American tourists mostly comprise the Hofbrauhaus in Munich, the city’s most popular tourist attraction. Large steins of beer are delivered to haughty, fat-spirited tourists by Bavarian women in low-cut dirndls. Lots of cleavage. It’s a pure fraternal atmosphere. It goes on 24/7.
Every table next to me is speaking American English. It is obvious that all the American tourists come to the Hofbrauhaus, and the Germans do not. Most American tourists tour the world for one simple pleasure – to get shitfaced in as many places as they can remember. Or not remember. By the end of the day, with all the standing, walking and scenery-gazing, tourists are culturally exhausted. They need a place to sit down, be with other Americans. Talk about their own country. For some, even being in the Americanized Hofbrauhaus is too much cultural exposure.
To me, tourism is cultural anthropology. Not just for the culture I’m visiting, but for the one I am trying to escape. It is much more authentic to become “one” with the space you are visiting. I ask questions. I learn. I want to know what people in other cultures think, feel, and experience on a daily basis.
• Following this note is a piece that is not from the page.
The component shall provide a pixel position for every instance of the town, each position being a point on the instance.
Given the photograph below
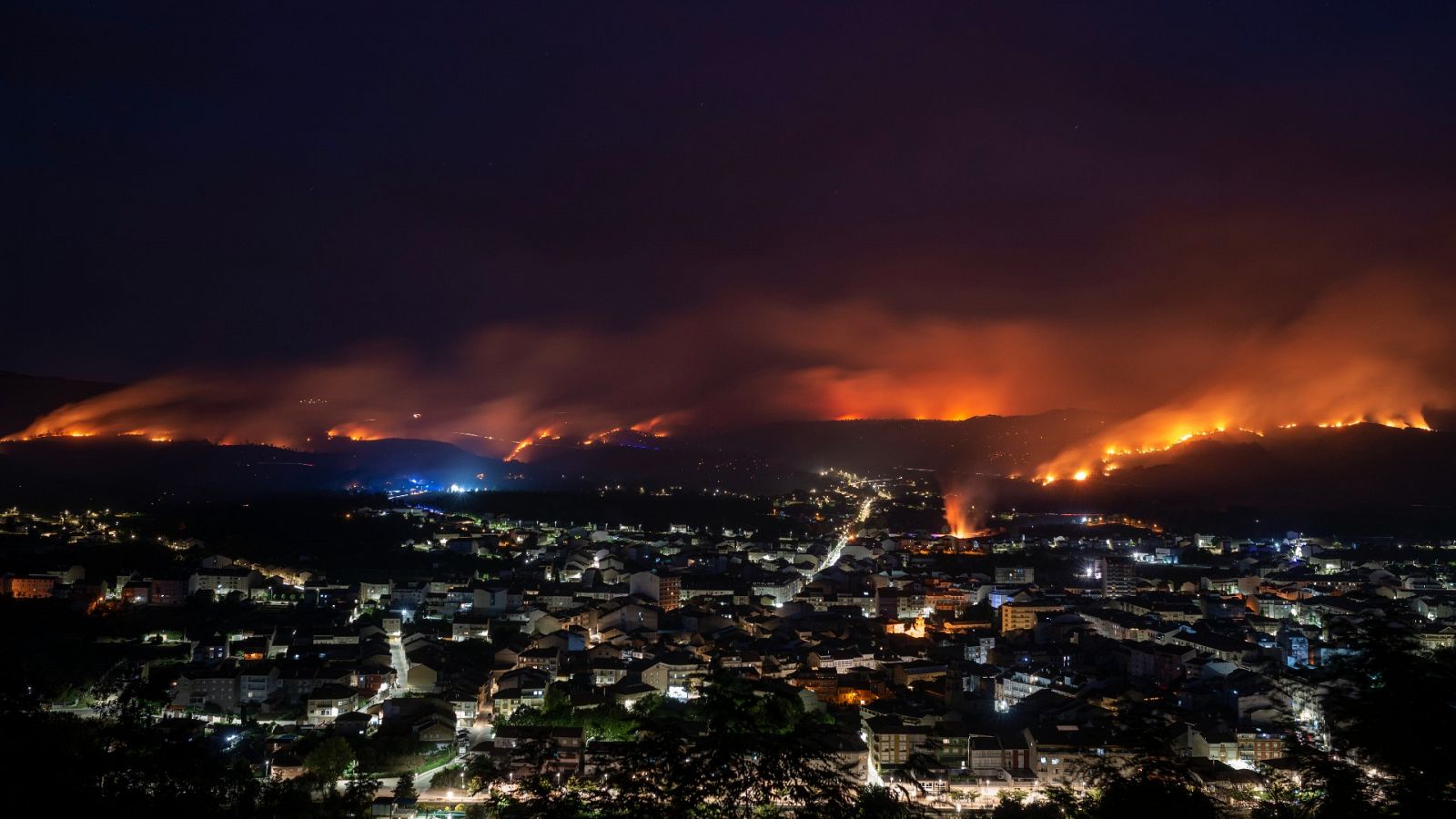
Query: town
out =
(950, 673)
The irony of the situation is that Americans have traveled thousands of kilometers to sit in a gigantic drinking hall with hundreds of other Americans in the meaninglessly reflective culture exchange. And yet this is same principle American tourists follow: eating at the “Little America” parts of foreign countries, like a McDonald’s or a Burger King. Drinking at a beer hall with hundreds of other Americans, naturally, is a perfectly picturesque and ornamental activity.